Childhood onset uveitis comprises a group of rare inflammatory disorders characterized by clinical heterogeneity, chronicity, and uncertainties around long term outcomes. Standardized, detailed datasets with harmonized clinical definitions and terminology are needed to enable the clinical research necessary to stratify disease phenotype and interrogate the putative determinants of health outcomes. We aimed to develop a core routine clinical collection dataset for clinicians managing children with uveitis, suitable for multicenter and national clinical and experimental research initiatives.

Methods

Development of the dataset was undertaken in three phases: phase 1, a rapid review of published datasets used in clinical research studies; phase 2, a scoping review of disease or drug registries, national cohort studies and core outcome sets; and phase 3, a survey of members of a multicenter clinical network of specialists.

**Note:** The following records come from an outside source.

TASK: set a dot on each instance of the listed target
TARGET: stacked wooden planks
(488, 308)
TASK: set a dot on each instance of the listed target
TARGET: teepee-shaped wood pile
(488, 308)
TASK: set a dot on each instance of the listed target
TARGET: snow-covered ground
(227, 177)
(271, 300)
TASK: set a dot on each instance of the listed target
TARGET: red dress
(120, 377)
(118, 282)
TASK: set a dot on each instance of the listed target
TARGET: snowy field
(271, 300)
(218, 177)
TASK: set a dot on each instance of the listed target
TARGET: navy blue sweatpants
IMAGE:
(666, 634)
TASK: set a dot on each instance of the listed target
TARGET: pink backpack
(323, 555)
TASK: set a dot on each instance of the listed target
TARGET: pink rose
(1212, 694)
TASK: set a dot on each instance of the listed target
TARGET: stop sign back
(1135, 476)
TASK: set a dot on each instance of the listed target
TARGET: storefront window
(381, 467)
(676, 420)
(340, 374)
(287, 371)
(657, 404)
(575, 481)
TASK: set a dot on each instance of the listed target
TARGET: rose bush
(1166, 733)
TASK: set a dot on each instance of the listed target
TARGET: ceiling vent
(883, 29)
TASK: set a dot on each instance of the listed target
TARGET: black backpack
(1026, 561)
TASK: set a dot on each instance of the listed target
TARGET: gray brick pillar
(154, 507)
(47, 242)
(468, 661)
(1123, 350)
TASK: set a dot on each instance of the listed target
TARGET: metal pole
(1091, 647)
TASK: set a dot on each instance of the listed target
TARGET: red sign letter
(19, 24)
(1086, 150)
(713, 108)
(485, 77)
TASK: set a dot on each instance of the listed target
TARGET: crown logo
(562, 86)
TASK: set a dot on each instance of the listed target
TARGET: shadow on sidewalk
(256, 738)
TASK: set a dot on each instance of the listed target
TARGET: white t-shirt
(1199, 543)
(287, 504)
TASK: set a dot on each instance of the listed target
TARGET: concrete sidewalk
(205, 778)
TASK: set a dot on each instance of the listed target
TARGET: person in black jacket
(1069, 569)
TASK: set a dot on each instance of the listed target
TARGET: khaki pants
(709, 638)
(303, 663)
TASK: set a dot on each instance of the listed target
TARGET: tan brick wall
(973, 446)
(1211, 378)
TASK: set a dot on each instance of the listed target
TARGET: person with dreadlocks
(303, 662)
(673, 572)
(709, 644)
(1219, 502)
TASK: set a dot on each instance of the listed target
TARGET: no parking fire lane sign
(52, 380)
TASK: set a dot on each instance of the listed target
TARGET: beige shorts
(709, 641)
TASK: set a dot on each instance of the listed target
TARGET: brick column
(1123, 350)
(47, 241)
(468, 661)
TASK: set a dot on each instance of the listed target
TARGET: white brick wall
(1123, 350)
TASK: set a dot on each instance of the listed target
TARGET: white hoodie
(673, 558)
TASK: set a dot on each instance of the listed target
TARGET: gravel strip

Phases 1 and 2 provided candidates for a long list of variables for the dataset. In Phase 3, members of the UK's national network of stakeholder clinicians who manage childhood uveitis (the Pediatric Ocular Inflammation Group) were invited to select from this long-list their essential items for the core clinical dataset, to identify any omissions, and to support or revise the clinical definitions. Variables which met a threshold of at least 95% agreement were selected for inclusion in the core clinical dataset.

Results

The reviews identified 42 relevant studies, and 9 disease or drug registries. In total, 138 discrete items were identified as candidates for the long-list. Of the 41 specialists invited to take part in the survey, 31 responded (response rate 78%). The survey resulted in inclusion of 89 data items within the final core dataset: 81 items to be collected at the first visit, and 64 items at follow up visits.

Discussion

We report development of a novel consensus core clinical dataset for the routine collection of clinical data for children diagnosed with non-infectious uveitis. The development of the dataset will provide a standardized approach to data capture able to support observational clinical studies embedded within routine clinical care and electronic patient record capture. It will be validated through a national prospective cohort study, the Uveitis in childhood prospective national cohort study (UNICORNS).